After the holiday break, your well-rested technical team comes up with a new idea that will revolutionize your company’s market! Now, you’re wondering, should I protect this intellectual property?
Filing a patent application is often the best way to protect the results of your development activities. However, there are a number of criteria to consider beforehand because not everything is patentable!
A patent protects intellectual property, whether it is a chemical compound, product, method or software. It prevents third parties, your competitors, from copying your work and selling it as their own. It also provides the exclusive right to manufacture and sell your invention.
However, a patent is an agreement between your company and the government. A government, Canada, for example, gives you the right to prevent third parties from manufacturing, selling or using your invention. In exchange, you have to publish technical information on the new technology that you have developed to advance science in your field of activities.
A patentable invention must satisfy the following criteria:
Novelty
The invention to be patented must be the first of its kind in the world. Your organization must be the first one to use the technology it is presenting. This requirement implies very significant practical consequences.
On the one hand, you need to keep your invention a secret to the extent possible until you submit your patent application. In other words, you should file a patent application before talking about the invention to suppliers or business partners or disclosing it at a trade show for example. An invention that is disclosed before submitting a patent application becomes part of the “public domain”, In other words, anybody can use it, including your competitors, and your company can no longer benefit from patent protection.
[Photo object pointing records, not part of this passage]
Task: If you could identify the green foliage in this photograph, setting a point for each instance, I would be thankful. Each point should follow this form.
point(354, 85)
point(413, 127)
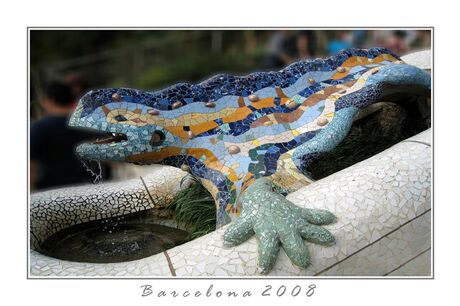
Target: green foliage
point(194, 207)
point(192, 67)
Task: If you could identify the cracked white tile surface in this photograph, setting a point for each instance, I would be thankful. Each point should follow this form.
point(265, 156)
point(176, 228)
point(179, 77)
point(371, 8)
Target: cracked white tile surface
point(383, 209)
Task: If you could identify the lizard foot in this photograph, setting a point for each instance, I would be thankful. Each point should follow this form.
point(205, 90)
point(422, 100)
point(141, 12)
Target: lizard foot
point(277, 222)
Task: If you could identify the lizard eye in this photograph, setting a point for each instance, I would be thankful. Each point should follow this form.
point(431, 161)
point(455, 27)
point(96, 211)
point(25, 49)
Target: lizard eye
point(157, 138)
point(120, 118)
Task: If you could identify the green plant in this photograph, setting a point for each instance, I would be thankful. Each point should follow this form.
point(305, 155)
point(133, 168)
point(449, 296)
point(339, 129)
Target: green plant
point(195, 208)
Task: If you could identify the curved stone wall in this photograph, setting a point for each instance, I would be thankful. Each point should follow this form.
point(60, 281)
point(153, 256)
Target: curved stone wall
point(54, 210)
point(383, 205)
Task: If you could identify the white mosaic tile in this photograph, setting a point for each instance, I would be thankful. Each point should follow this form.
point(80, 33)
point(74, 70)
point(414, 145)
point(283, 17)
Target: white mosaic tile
point(419, 266)
point(376, 201)
point(51, 211)
point(369, 206)
point(44, 266)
On the other hand, if the innovative technology is partly disclosed or patented in Canada, you can only apply for a patent for the undisclosed portion.
Inventiveness
To be patentable in Canada, the invention must be a new development or an improvement of an existing technology that would not have been obvious to someone working in your area of specialty.
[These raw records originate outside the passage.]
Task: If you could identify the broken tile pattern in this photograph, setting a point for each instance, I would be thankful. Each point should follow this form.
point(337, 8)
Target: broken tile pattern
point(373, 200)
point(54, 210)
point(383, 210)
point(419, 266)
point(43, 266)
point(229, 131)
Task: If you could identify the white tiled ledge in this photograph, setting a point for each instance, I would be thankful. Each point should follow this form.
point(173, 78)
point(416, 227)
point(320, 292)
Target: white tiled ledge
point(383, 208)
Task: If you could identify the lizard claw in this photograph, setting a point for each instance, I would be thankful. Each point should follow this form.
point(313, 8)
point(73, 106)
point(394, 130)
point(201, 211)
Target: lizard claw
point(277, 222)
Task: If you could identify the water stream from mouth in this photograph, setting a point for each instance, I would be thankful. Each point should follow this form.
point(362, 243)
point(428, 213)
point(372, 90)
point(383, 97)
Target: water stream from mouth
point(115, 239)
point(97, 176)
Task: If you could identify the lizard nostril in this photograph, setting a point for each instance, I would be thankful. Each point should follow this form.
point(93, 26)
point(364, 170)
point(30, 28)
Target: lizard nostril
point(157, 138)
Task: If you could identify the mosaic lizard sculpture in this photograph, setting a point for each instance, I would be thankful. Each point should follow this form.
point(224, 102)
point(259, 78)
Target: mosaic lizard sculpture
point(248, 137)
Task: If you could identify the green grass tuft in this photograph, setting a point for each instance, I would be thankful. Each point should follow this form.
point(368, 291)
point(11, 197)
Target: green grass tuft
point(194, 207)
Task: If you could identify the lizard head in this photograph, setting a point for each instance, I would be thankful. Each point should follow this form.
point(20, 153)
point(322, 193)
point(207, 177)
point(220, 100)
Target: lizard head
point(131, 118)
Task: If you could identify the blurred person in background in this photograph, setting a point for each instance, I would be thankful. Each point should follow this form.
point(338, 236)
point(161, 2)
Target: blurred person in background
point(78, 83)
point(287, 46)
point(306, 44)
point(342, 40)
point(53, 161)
The inventiveness is assessed in connection with a set of documents in the same technical field as the invention. This assessment is undertaken from the point of view of a person skilled in the art to compare the invention and its technical advancement and determine whether or not the first derives naturally from the second.
Utility
The last criterion is the invention’s utility. Contrary to what you may think, the assessment is not based on the usual meaning of “useful”. The technology developed does not have to provide a benefit or meet a need or request. The technology must be something that works and does what it purports to do. This legal obligation is generally not a major issue for corporate inventions given their marketing objectives.
The Patent Act is complex. Accordingly, it is recommended that a patent agent registered with the Canadian Intellectual Property Office be contacted. The agent can assess the patentability of your various technologies.
Take a look at your SR&ED work during the year, for example, any related to technological uncertainty that leads to a technological advancement. It could very well lead to obtaining a patent!